Small development boards have become a key enabler of a recent wave of hardware startups. The most popular boards such as the Arduino and Raspberry Pi have inspired many projects and many knock-offs. These boards are great to kick start a project like a beer brewing machine, but they are limited in compute power. When your project needs real compute power, and possibly some local machine learning, where do you go? One popular choice is the NVIDIA Jetson boards. The first board was the TX1 released in November, 2015.  Now NVIDIA has released the more powerful and power-efficient Jetson TX2 board. The Jetson boards are siblings to NVIDIA’s Drive PX boards for autonomous driving and the TX2 shares the same Tegra “Parker” silicon as the Drive PX2. There are many synergies between the two families as both can be used to add local machine learning to transportation.

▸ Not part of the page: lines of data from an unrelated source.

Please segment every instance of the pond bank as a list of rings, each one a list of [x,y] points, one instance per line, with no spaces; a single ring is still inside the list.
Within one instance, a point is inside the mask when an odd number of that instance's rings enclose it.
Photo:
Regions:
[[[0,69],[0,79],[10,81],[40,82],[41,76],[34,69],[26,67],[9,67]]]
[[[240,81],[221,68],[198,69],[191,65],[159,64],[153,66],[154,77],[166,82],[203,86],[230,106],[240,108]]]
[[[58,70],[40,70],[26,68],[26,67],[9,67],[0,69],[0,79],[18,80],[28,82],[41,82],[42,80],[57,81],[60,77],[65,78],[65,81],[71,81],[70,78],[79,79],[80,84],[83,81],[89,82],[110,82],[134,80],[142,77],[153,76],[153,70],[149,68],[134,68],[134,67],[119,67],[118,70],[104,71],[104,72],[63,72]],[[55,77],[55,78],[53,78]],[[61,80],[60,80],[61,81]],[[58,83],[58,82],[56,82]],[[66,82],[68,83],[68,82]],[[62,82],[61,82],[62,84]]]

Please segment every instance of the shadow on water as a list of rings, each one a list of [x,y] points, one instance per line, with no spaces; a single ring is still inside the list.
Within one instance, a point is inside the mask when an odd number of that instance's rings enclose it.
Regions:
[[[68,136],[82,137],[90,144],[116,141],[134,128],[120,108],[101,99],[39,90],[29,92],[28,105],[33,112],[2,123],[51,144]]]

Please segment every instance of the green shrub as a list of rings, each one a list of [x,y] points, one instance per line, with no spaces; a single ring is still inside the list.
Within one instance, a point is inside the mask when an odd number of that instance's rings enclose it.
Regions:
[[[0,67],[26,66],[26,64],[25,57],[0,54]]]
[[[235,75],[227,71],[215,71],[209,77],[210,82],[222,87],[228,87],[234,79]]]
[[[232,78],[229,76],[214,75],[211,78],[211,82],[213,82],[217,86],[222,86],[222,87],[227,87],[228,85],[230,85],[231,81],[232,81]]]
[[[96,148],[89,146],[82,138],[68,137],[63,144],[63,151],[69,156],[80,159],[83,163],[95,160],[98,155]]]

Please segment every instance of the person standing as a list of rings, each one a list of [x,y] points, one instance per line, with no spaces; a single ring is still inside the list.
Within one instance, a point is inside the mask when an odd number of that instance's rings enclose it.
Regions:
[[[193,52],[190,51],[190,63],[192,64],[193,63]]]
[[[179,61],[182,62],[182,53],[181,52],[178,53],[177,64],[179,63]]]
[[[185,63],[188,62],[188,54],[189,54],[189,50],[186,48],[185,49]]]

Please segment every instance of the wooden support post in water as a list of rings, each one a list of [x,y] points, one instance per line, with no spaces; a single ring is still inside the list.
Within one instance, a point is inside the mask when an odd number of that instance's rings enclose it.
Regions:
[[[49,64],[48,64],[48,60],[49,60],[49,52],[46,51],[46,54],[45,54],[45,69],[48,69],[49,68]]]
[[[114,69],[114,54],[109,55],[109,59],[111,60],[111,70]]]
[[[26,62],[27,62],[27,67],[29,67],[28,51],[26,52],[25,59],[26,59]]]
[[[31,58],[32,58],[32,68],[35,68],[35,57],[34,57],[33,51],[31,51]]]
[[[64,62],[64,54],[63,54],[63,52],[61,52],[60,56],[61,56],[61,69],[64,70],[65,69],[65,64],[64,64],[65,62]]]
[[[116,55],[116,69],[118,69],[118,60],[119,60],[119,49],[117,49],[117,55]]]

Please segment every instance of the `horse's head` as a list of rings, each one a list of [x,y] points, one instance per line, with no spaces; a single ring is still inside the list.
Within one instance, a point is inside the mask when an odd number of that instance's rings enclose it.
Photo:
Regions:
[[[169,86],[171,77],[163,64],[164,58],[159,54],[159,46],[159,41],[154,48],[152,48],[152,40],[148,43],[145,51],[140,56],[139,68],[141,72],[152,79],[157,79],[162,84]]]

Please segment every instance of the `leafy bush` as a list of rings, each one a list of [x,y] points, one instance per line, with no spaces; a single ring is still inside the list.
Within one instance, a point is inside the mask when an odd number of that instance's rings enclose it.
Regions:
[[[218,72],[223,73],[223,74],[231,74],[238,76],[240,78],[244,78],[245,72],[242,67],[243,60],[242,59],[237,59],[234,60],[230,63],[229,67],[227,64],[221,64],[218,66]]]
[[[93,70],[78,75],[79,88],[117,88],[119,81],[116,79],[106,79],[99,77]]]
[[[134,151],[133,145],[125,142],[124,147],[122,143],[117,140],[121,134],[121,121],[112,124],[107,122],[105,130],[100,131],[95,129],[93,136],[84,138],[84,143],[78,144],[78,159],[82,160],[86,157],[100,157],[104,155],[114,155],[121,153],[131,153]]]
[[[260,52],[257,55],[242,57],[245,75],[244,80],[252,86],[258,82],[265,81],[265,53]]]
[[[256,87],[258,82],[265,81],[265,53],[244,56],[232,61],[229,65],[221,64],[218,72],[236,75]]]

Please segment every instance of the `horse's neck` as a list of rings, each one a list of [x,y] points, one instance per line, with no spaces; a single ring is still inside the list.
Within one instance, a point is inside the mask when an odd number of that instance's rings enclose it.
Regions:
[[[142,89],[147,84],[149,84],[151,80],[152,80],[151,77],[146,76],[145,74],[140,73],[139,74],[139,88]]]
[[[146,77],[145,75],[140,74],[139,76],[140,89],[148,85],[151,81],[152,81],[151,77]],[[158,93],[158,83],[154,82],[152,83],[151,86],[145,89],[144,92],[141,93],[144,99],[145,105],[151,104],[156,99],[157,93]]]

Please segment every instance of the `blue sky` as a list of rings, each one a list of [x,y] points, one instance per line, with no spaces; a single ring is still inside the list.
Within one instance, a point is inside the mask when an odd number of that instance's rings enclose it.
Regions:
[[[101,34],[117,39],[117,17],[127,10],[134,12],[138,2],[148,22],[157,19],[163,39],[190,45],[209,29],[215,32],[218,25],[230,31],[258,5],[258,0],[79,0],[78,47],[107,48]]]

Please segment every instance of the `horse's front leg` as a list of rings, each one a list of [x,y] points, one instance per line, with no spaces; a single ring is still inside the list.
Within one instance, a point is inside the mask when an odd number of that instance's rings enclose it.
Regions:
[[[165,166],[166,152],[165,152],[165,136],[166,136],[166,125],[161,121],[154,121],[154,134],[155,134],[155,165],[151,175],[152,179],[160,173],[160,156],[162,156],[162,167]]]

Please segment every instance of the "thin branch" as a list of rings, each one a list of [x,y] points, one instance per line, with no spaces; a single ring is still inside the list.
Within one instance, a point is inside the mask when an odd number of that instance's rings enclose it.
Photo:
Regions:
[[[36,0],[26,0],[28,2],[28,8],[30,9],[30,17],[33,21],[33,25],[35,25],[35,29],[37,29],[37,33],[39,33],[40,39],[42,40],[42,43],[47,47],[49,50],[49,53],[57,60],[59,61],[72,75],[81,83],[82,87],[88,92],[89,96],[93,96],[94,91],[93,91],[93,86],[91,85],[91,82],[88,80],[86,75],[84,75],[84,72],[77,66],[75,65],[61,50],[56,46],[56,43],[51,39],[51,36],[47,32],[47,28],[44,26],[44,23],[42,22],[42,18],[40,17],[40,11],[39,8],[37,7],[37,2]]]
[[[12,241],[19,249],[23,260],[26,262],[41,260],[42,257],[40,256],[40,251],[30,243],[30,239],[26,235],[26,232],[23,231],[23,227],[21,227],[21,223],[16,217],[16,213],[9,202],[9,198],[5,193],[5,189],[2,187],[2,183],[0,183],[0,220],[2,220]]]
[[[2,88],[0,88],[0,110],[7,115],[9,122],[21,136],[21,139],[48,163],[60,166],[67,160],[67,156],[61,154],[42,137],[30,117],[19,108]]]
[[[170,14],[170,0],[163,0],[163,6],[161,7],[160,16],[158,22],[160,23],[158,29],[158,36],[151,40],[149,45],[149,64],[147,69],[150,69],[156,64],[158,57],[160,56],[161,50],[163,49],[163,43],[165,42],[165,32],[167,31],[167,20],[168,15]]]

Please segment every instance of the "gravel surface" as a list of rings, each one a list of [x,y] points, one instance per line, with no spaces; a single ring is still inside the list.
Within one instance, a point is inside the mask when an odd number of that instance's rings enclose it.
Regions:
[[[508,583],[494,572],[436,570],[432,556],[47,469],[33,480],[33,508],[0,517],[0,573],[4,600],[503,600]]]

The Drive PX boards are designed for automotive with extended temperature ranges and high reliability requirements. The Jetson boards are optimized for compact enclosures and battery power for smaller, portable equipment.

With devices such as robots, drones, 360 cameras, medical, etc., Jetson can be used for “edge” machine learning.  The ability to process data locally and with limited power is useful when connectivity bandwidth is limited or spotty (like in remote locations), latency is critical (real-time control), or where privacy and security is a concern.

For the Jetson TX 2 launch, NVIDIA hosted an event in San Francisco that brought in a number of companies and researchers using Jetson in their products or projects. The star of the show was the new Cisco Spark Board, which combines a large touch sensitive monitor that acts as an interactive white board can act as a video conferencing system that recognizes and adapts to the people in the room. The board is capable of tracking the number of people in a room and adjusting the display zoom and offset accordingly. It also implements a 12-element microphone array to track who is talking and highlight that person. In addition, the board can also automatically wake up when an authorized person enters the room and resume their workflow from where it was last. Combining white board, collaborative tools, and video conferencing into one screen makes the system more effective and more productive. The integrated Jetson supports the 4K resolution display of the Spark Board and can assist local facial recognition.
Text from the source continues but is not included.